У порога Агапыч опять остановился, и через плечо поглядел пытливо на управителя. Шемберг нервно и бестолково разбрасывал по столу бумаги.
«Эх, Олена-разморена! — подумал презрительно Агапыч. — Што понурая кобыла стал, бери за повод, да и веди куда хошь».
А Шемберг, когда захлопнулась дверь за Агапычем, рванул сильно кружевное жабо, словно оно его душило, и крикнул с плаксивой злостью:
— О, это такой… такой!
Не найдя подходящего слова ни на русском, ни даже на немецком языке, бессильно смолк и зашарил торопливо по столу руками, отыскивая перо…
Длинными, темными ночами, тихими и ясными, словно стеклянными, сентябрьскими днями кралась осень. Лето в тот год задержалось. Хотя ядреные утренники и сбивали желтеющий уже лист, но в лесу не было еще безлиственного осеннего простора. Каждое утро вставало солнце, холодное и чистое, скрадывая дали, отчего даже самые дальние сырты[26]), выделяясь каждой трещиной, каждым изломом скалы, обманывали кажущейся близостью.
Там, где Быштым-гора почти отвесной стеной оборвалась к Верхне-Яицкому тракту, на 161 версте от крепости, около глубокого оврага, поросшего орешником, стоял верстовой столб, в нижнем отрезе не менее шести вершков, а высотою сажени в полторы. Верхушка столба была тщательно обтесана, кончаясь острым и длинным колом. Сделано это было, повидимому, недавно; дерево еще не успело почернеть. На острие кола торчала человеческая голова, отрубленная почти под самым подбородком. По лицу, вздувшемуся и почерневшему, а к тому же еще и безбородому, нельзя было разобрать — старикова ли это голова или молодого. Один глаз был выклеван птицами, а другой — мутный и неподвижный, с закатившимся зрачком, — смотрел в небо. Ветер перебирал волосы льняного цвета, остриженные под скобку, топорщил их, откидывая со лба, и опять укладывал аккуратно прядь к пряди. Это еще более подчеркивало мертвую неподвижность самой головы…

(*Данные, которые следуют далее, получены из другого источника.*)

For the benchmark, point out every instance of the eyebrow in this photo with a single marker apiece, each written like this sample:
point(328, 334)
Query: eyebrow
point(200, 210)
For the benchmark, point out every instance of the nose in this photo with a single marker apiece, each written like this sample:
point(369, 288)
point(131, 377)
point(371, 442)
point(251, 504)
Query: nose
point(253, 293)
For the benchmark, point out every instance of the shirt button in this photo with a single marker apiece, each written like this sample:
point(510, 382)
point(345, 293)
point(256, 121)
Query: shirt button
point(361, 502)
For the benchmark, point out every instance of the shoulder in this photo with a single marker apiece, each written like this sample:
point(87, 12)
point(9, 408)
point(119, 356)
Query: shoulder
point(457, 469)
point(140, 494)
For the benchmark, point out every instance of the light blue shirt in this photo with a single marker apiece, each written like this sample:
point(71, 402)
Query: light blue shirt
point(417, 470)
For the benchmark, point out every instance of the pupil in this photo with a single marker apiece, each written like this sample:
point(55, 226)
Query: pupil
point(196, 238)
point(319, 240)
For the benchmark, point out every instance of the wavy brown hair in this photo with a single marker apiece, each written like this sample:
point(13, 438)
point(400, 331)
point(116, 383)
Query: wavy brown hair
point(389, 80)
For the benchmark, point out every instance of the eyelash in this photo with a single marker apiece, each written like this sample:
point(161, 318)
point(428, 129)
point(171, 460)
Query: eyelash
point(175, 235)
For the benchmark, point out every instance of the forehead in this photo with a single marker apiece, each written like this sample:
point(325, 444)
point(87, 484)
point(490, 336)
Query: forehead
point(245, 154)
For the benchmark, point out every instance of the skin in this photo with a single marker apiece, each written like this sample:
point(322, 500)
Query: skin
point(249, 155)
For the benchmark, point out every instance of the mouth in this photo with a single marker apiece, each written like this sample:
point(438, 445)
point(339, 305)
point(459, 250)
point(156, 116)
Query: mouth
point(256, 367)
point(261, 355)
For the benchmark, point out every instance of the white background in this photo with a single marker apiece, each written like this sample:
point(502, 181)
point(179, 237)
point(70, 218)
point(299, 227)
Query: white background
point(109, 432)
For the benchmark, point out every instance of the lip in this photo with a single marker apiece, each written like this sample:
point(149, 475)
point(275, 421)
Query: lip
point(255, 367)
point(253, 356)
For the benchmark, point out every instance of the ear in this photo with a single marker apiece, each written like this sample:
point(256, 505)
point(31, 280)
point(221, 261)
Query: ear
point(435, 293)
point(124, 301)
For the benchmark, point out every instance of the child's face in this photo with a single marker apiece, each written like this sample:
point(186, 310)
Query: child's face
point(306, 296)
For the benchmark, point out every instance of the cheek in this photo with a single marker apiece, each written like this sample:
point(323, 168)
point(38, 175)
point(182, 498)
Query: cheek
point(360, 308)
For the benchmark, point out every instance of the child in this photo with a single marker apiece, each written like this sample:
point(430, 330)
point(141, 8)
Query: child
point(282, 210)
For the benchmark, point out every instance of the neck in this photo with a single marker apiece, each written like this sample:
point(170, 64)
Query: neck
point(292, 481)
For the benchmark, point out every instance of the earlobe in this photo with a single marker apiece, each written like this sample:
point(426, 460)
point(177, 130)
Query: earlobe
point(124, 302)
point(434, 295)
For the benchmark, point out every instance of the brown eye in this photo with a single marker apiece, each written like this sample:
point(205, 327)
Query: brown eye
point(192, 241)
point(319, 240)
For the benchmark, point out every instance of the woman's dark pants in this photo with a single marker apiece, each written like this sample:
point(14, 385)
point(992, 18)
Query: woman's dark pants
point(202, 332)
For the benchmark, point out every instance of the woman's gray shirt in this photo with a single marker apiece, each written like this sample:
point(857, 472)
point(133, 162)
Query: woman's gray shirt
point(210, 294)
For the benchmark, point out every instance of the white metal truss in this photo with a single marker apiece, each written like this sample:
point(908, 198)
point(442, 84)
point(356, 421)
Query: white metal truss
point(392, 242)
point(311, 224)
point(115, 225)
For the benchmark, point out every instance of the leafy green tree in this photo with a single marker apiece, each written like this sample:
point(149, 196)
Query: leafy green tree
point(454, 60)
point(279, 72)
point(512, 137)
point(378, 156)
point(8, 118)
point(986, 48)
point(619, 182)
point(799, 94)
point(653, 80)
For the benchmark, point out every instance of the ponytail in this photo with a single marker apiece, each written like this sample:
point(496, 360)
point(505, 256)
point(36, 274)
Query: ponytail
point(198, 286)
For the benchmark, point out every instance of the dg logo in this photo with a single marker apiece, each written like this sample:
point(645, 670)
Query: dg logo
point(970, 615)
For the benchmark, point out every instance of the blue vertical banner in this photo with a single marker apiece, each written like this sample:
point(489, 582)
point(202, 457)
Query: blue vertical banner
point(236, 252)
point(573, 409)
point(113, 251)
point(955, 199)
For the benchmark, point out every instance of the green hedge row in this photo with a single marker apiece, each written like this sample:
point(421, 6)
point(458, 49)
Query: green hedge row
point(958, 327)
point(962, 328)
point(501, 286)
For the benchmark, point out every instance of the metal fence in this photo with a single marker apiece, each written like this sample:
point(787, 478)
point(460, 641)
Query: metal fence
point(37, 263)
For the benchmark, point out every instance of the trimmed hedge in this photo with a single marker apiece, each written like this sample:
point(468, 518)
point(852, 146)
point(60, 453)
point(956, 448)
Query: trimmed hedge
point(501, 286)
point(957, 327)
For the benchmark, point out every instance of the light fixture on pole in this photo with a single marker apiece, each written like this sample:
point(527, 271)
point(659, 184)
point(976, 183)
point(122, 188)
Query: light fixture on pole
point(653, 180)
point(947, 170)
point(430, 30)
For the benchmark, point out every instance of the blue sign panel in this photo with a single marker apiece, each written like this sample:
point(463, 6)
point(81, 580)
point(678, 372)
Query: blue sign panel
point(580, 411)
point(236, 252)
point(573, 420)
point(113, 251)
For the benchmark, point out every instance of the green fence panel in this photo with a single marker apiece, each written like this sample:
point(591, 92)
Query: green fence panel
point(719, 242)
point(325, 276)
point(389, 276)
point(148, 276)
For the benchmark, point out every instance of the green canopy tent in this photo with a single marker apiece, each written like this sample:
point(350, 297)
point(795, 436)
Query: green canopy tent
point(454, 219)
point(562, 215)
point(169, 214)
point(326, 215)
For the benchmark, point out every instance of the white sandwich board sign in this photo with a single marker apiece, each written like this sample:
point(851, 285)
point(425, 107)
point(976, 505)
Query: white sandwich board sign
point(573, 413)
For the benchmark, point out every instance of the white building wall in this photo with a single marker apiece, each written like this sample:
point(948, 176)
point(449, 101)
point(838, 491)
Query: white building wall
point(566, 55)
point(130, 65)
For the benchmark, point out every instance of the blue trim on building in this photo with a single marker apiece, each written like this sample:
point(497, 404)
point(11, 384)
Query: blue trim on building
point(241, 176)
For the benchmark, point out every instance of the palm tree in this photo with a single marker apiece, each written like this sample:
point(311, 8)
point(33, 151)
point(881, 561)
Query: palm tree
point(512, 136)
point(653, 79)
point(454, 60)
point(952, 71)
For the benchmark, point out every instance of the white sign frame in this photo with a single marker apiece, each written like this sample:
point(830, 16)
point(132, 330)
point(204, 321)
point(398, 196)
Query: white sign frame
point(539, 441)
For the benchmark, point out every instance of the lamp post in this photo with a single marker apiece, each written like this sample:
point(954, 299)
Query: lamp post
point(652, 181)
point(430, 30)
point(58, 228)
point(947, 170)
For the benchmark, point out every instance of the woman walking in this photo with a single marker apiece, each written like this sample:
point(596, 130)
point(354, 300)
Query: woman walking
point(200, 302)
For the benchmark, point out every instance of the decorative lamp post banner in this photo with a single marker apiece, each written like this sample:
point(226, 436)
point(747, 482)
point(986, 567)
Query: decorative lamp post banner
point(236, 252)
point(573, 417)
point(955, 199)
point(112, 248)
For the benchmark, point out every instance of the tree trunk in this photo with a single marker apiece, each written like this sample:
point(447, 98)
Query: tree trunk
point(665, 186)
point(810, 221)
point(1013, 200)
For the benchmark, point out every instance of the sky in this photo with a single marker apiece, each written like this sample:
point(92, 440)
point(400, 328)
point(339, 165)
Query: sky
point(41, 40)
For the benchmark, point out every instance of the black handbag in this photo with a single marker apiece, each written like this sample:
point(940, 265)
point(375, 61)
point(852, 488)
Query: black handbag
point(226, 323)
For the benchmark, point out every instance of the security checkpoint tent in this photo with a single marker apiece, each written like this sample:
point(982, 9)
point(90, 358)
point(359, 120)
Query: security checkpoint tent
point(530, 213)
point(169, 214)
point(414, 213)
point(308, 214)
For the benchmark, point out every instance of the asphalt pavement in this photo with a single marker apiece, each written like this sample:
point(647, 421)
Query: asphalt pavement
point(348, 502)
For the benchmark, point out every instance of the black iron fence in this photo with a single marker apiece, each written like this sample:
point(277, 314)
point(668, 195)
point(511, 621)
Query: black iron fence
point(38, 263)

Ниже головы аршина на полтора на столб крепко насажено было заднее тележное колесо, но без шины, отчего верстовой столб отдаленно напоминал громадный гриб, выросший близ самого тракта. На колесе ничком лежал обезглавленный человеческий труп, так же как и колесо насаженный на кол. Белую холщевую рубашку заголили на животе и в самый пупок загнали острие столба, проткнув труп насквозь. Столб вышел наружу, чуть выше поясницы трупа. Руки, неестественно вывернутые, с желтыми ладонями и потемневшими ногтями, свисли вниз меж спицами колеса. Ветер играл рукавами рубахи, то пузыря их, то облепляя вокруг рук. Но сами руки были тяжело-неподвижны. Ноги с перебитыми берцовыми костями, так что обнажились белые изломы костей, тоже свесились вниз, но прямо через обод колеса, не продетые между его спицами. Расцарапанные подошвы ног и сбитые пальцы доказывали, что незадолго перед смертью человек долго шел или бежал, не разбирая дороги. На холщевой рубахе и синих набойчатых штанах, в которые был одет труп, виднелись кровавые пятна, уже почерневшие и заскорузлые[27]).
Под колесом, на высоте человеческого роста, белела гладко обструганная дощечка, с надписью, сделанной черной краской. Подножие столба для устойчивости было обложено большими камнями, чего не заметно было около других верстовых столбов. Трава вокруг была сильно примята и невдалеке валялась небольшая пятиступенная лестница. Если бы приставить ее к столбу, она достала бы только до колеса. Живых людей поблизости не было видно. В кустах старательно высвистывала на флейте иволга, да ветер хлопал рукавами рубахи мертвеца…
Но вот, в непролазной гущине сосен, берез и мелкого кустарника что-то затрещало, захрустели ломаемые сучья, и на тракт вышел человек. Сермяжная бекеша[28]), рысья киргизская шапка, деревянная лядунка[29]), а главное — старинное, тяжелое персидское ружье, делали его похожим на охотника. Человек вытер рукавом пот со лба, сбросил с плеч ружье и растянулся здесь же, близ дороги, в кустах. Подперев голову рукой и покусывая травинку, он уставился задумчиво на синие вершины дальних кряжей.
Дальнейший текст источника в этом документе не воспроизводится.